DigitalDiary2014 is a game demo submitted as my final project for my MA in Digital and Interactive Storytelling. It is a narrative-driven casual game that explores issues of identity, internet community-building, and cultural exchange.

A screenshot of the game's first phase — the blog.

A screenshot of the game's second phase — the chat.

Operating in the space of "games for change" or advocacy, DigitalDiary2014 was designed to prompt reflection on how we perceive the lives and wellbeing of others through their social media posts. It is designed primarily to prompt reflection among young adults who were active on content-driven social platforms like Tumblr in the mid-2010s. Through nostalgic cultural references and branching narratives determined by the players’ curiosity and engagement, the game asks players to reflect on the way they perceive their friends’ lives and wellbeing online.
In the first phase of the game, players will explore the blogs of three characters, learning about their interests and cultural backgrounds.
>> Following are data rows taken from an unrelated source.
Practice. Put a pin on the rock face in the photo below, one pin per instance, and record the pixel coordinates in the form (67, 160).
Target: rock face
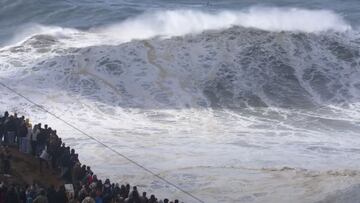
(25, 170)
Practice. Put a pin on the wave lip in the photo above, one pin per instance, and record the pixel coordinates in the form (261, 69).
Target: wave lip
(181, 22)
(170, 23)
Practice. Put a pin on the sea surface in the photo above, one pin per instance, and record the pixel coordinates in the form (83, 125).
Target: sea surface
(232, 101)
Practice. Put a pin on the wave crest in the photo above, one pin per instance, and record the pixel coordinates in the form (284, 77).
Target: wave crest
(182, 22)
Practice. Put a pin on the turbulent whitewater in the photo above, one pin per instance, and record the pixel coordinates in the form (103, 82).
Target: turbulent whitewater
(261, 105)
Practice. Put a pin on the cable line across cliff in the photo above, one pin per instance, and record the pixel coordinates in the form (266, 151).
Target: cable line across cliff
(103, 144)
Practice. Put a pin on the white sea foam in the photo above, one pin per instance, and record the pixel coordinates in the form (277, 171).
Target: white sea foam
(146, 99)
(169, 23)
(182, 22)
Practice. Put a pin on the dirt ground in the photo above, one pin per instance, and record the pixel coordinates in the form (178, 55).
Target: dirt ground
(25, 170)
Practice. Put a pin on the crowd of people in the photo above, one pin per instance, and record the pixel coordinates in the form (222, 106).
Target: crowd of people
(83, 186)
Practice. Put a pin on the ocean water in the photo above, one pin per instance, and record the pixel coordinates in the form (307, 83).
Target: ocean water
(233, 101)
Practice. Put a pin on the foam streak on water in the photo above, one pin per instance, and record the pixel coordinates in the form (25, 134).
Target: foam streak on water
(233, 106)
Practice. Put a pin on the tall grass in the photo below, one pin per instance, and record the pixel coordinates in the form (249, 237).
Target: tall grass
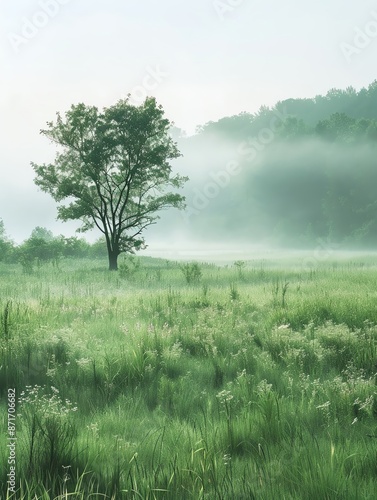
(256, 381)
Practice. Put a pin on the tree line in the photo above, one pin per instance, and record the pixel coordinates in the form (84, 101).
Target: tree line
(42, 247)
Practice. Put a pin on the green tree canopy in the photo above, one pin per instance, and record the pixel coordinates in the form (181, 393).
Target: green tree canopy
(112, 170)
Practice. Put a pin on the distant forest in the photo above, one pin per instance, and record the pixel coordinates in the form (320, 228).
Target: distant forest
(307, 170)
(292, 175)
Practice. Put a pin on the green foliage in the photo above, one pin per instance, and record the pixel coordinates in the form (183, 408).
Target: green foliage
(182, 392)
(114, 170)
(192, 272)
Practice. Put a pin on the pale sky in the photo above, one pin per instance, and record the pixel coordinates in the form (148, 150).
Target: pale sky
(202, 60)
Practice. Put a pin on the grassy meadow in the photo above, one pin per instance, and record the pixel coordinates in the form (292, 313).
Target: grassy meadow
(255, 380)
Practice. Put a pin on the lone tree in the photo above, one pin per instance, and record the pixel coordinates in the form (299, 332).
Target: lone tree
(112, 171)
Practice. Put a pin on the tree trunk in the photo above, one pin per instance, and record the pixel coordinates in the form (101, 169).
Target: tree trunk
(113, 260)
Once they are finished, they will choose one character that they’d like to interact with, proceeding into an instant messaging conversation. The conversations are designed to challenge players’ assumptions based on the static content they encountered previously.
Project Goals
The game is designed in hopes that players come away with three key understandings:
Surface-level online depictions of people’s lives are often very distorted. When cultural norms on many sites encourage people to only discuss negative things in very specific ways, it’s easy for it to seem like someone is doing well when they are not.
Communication norms are heavily culturally-specific. A perfectly average statement can come off as insensitive, over-dramatic, or confusing to someone in a different part of the world, especially if one or both parties aren’t speaking their native language.
There are serious pros and cons to high levels of internet-community engagement. Many online communities allow youth with poor social support in their physical environments to meet people who share the same niche interests and past experiences as they do. These communities can become lifelines for this reason, however, many social networks are designed in a way that encourages addiction and attention-seeking behaviour that can be harmful.
The content in the blog demo takes inspiration from trends in Tumblr blog design from this era along with fan-art culture. All graphics and images for the game are illustrated in a digital, cell-shaded style influenced by comics and sequential art. These images mimic the style of a popular style of fan-art along with the comics that have launched some of the world’s largest fandoms.
At moments, the blog references cultural moments from the era such as this animated illustration inspired by this iconic quote from the Captain America: Civil War press tour in 2016.
The chat demo is designed to follow the standard visual conventions of instant messaging apps while complying with the restrictions of the script that governs the interactivity.
While the full game would feature three characters, the demo focuses on one, Ioana. The blog demo features seven posts that reveal some of her interests and real-life struggles, whereas the chat demo focuses on a discussion about her college plans falling through at the last minute. This premise was chosen because it reflects a common problem faced by young adults across cultures, and it can develop into deep conversations about identity and loss or stay relatively surface-level depending on the player's choices. 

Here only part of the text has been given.